[118] September 14th, 1788. The Archbishop, as chairman, alone signed the letter written in the name of the three Orders which appears by its style to have been drafted by Mounier, November 8th, 1788.
[119] Published between May 8th, 1788, and the Restoration of the Parliaments.
[120] A single instance will suffice to show how the hatred of despotism, and public or corporate interests, caused the very principles of this Revolution to be repudiated by those who were to be its champions. After the Edicts of May, 1788, the whole bar of the Parliament of Aix signed a protest, in which the following sentences occur: ‘Is uniformity in legislation so absolute a benefit? In a vast monarchy, composed of several distinct populations, may not the difference of manners and customs bring about some difference in the laws? The customs and franchises of each province are the patrimony of all the subjects of the Crown. It is proposed to degrade and destroy the seignorial jurisdictions, which are the sacred heritage of the nobility. What confusion! What disorder!’ This document was the production of the great lawyer Portalis (afterwards one of the chief authors of the Code Civil): it was signed by him, by Simeon, and by eighty members of the Bar.
[121] Yet in a paper, published a short time before the convocation of the States-General, the following lines occur: ‘In some provinces the inhabitants of the country are persuaded that they are to pay no more taxes, and that they will share among themselves the property of the landowners. They already hold meetings to ascertain what these estates are, and to adjust the distribution of them. The States-General are expected only to give a shape to these aggressions.’ (‘Tableau Moral du Clergé en France sur la fin du 18ème Siècle, 1789.’)
[122] 24th August, 1788. All the pamphlets of the time laid down a theory of insurrection. ‘It is the business of the people to break the fetters laid upon it. Every citizen is a soldier, &c.’ See ‘Remarks on the Cabinet Order for suppressing discussions in opposition to the Edicts of the 8th of May.’ (‘Bibliothèque,’ No. 595.)

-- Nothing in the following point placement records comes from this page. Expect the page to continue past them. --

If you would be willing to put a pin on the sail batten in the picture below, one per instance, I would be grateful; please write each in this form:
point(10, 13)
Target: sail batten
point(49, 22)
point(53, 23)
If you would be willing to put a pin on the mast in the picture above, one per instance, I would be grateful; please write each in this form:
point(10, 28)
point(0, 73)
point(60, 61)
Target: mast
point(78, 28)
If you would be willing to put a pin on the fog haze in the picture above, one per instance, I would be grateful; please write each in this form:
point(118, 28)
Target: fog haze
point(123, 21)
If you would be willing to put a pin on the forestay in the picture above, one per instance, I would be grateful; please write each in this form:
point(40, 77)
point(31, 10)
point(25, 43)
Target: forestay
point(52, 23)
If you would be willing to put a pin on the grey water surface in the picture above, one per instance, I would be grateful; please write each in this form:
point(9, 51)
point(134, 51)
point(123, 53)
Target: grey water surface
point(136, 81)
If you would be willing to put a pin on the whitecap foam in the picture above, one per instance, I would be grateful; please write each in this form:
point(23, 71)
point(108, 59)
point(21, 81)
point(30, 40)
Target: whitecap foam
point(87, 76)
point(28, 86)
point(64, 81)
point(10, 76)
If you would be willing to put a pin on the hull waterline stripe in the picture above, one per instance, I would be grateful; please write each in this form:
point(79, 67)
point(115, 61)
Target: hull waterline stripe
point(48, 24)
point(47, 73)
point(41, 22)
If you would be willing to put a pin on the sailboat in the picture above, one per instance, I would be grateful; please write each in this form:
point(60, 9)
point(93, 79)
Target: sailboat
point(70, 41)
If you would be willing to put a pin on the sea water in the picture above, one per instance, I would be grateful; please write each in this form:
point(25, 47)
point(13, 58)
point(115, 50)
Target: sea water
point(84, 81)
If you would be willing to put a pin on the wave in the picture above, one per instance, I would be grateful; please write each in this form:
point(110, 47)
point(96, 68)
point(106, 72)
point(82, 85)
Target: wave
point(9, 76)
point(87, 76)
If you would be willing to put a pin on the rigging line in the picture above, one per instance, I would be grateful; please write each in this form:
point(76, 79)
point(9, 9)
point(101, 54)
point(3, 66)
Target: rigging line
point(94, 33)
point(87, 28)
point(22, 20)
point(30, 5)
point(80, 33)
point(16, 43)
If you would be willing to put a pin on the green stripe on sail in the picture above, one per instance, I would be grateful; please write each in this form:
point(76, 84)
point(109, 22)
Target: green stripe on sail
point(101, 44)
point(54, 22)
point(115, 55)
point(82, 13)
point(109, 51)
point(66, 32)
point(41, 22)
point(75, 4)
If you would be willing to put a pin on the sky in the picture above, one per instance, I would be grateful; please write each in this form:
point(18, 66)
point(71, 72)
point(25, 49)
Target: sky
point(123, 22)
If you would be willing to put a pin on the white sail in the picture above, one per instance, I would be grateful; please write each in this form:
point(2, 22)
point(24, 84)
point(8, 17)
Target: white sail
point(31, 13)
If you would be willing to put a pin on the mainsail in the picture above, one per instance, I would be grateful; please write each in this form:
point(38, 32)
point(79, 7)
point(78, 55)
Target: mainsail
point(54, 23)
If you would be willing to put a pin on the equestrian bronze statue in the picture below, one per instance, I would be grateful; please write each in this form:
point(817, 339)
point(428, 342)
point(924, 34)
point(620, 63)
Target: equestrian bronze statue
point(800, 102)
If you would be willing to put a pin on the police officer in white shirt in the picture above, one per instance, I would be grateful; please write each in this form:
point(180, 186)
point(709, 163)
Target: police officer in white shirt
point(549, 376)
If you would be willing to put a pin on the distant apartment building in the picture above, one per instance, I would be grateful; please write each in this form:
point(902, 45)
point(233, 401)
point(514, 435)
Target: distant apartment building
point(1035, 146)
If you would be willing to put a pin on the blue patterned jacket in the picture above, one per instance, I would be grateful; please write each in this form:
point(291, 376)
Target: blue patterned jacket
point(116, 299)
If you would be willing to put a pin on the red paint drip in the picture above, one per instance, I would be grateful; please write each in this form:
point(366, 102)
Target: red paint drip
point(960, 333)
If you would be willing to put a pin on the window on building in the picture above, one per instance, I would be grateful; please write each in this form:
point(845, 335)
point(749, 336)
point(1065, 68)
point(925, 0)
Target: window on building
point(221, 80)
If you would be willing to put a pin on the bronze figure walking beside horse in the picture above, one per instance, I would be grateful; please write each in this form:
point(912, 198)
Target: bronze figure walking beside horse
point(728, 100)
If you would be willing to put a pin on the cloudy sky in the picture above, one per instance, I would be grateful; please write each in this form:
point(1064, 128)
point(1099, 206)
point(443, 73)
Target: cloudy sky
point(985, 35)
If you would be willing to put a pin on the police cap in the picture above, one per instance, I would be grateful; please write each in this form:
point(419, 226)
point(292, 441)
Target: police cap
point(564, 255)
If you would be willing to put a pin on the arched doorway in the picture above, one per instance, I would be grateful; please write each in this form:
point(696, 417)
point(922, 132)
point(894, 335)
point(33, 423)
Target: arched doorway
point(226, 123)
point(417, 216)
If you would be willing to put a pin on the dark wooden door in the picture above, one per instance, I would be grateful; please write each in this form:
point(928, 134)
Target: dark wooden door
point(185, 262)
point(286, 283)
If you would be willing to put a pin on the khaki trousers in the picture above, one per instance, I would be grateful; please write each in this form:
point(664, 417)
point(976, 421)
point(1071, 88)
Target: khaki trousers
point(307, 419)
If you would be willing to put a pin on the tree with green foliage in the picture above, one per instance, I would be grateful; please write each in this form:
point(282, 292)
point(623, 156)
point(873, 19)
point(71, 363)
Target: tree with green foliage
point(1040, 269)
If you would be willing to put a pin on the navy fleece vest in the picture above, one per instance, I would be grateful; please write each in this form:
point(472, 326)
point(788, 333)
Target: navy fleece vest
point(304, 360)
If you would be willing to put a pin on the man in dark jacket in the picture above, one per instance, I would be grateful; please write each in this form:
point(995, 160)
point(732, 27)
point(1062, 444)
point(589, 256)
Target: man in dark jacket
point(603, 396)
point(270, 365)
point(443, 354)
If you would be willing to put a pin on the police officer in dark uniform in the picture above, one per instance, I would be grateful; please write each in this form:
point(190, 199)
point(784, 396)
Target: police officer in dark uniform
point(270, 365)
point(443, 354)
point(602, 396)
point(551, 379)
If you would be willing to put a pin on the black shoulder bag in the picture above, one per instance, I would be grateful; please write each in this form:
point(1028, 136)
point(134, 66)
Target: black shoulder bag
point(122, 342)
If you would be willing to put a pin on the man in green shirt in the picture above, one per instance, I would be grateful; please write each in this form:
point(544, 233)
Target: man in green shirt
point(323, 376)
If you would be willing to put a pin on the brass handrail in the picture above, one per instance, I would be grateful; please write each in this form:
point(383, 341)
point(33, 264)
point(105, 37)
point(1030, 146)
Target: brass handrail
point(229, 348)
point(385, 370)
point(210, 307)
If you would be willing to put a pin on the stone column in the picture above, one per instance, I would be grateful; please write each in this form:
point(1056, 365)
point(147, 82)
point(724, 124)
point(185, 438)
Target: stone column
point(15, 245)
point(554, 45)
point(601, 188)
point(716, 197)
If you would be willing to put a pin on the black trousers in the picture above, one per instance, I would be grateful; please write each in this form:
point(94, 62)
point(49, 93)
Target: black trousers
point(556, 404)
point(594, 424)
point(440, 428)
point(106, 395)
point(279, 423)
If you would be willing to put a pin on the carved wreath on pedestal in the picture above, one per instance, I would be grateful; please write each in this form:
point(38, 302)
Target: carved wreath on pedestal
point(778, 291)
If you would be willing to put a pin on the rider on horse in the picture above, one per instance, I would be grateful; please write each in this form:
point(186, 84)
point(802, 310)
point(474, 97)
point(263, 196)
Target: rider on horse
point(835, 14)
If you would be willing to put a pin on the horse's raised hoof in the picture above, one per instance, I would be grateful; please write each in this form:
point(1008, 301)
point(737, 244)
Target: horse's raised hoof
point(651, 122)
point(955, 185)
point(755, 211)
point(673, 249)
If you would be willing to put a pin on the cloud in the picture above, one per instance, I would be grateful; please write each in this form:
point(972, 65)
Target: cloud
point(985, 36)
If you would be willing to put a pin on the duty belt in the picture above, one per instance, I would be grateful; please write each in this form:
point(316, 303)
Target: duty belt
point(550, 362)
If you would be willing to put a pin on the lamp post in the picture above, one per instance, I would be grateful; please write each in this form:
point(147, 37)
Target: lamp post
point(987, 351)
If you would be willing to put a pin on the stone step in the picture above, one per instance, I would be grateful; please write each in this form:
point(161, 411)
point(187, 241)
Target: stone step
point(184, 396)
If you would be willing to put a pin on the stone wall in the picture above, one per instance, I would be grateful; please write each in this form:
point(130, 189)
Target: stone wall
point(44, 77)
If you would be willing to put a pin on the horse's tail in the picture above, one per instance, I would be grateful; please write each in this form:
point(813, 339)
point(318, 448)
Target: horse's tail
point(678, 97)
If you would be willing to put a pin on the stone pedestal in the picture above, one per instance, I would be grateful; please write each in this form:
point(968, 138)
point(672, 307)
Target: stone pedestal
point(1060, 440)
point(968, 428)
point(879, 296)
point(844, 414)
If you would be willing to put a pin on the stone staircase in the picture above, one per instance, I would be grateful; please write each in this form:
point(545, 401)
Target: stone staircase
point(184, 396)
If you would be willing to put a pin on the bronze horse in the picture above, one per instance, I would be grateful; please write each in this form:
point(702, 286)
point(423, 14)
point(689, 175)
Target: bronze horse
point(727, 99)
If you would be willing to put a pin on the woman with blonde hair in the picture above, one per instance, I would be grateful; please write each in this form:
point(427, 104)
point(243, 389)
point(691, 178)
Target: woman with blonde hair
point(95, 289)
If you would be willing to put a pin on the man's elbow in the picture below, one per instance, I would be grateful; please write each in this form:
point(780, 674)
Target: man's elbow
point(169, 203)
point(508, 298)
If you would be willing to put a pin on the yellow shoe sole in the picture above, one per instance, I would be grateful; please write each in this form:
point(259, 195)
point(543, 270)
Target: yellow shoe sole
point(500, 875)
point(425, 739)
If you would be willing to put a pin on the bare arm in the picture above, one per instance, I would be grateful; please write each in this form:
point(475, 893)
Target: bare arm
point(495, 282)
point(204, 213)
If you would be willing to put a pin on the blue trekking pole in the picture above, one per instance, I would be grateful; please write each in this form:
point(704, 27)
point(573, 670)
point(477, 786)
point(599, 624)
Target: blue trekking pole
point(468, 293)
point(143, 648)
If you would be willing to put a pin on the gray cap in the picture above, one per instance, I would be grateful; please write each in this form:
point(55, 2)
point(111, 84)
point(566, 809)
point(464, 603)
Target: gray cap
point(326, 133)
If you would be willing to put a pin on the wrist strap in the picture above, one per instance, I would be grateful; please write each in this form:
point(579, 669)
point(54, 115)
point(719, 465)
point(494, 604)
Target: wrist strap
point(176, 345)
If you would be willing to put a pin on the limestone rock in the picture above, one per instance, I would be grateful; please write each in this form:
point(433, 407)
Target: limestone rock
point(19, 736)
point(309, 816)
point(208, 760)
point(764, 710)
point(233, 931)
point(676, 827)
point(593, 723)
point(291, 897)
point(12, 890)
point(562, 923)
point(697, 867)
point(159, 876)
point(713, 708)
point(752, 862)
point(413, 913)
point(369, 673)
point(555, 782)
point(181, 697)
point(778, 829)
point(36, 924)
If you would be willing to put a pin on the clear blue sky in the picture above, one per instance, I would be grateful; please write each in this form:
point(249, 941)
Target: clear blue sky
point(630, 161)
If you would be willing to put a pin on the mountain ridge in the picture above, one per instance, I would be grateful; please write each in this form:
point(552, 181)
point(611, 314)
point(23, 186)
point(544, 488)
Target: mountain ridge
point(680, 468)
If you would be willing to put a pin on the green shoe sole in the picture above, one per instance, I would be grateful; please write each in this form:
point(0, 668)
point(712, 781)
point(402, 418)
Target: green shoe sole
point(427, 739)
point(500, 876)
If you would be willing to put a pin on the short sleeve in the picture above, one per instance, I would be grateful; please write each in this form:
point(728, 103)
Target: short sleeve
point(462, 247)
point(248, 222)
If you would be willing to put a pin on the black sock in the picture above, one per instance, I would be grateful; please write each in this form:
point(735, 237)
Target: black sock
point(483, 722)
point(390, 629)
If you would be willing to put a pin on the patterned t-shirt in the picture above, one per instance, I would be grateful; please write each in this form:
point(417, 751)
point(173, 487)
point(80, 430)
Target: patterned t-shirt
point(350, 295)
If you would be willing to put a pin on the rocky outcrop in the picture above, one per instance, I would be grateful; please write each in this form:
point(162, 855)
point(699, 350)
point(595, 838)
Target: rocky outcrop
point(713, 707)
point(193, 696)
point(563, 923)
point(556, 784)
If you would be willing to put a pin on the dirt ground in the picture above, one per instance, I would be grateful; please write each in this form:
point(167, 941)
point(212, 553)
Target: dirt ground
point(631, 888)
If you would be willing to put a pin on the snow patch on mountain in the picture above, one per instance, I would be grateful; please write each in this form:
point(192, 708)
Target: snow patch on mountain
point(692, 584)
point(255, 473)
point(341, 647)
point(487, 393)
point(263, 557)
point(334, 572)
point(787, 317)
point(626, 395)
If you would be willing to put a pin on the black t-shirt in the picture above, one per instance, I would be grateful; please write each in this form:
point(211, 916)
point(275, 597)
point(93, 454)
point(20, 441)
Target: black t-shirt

[123] Some of the authors of these papers favourable to Government were said to be Beaumarchais, the Abbé Maury, Linguet, the Abbé Mosellet, &c. The Abbé Maury alone was said to be receiving a pension of 22,000 francs. (‘Lettres d’un Français rétiré à Londres,’ July 1788.)
[124] In the meetings which followed that of Vizille, and which took place either at Grenoble or at St. Rambert or at Romans, the same union was maintained and drawn closer. The nobility and the clergy steadily demanded that the representatives of the commons should be doubled, taxation made equal, and the votes taken individually. The commons continued to express their gratitude. ‘I am instructed by my Order,’ said the Speaker of the Commons at one of these meetings (held at Romans, September 15th, 1788), ‘to repeat our thanks; we shall never forget your anxiety to do us justice.’ Similar compliments were renewed at an Assembly, also held at Romans on November 2nd, 1788. In a letter addressed to the Municipalities of Brittany, an inhabitant of Dauphiny writes: ‘I have seen the clergy and the nobility renounce with a fairness worthy of all respect their old pretensions in the States, and unanimously acknowledge the rights of the Commons. I could no longer doubt the salvation of the country.’ (‘Letters of Charles R—— to the Municipality of Brittany.’)
[125] See a pamphlet attributed to Serovan (1789), and entitled ‘Glose sur l’arrêté du Parlement’; and one entitled ‘Despotisme des Parlements,’ published on the 25th September, 1788, after the decree which suddenly made the Parliaments unpopular.
[126] ‘Le Tiers-État au Roi,’ by M. Louchet, December 20th, 1788.
[127] ‘Qu’est-ce-que le Tiers?’ p. 53.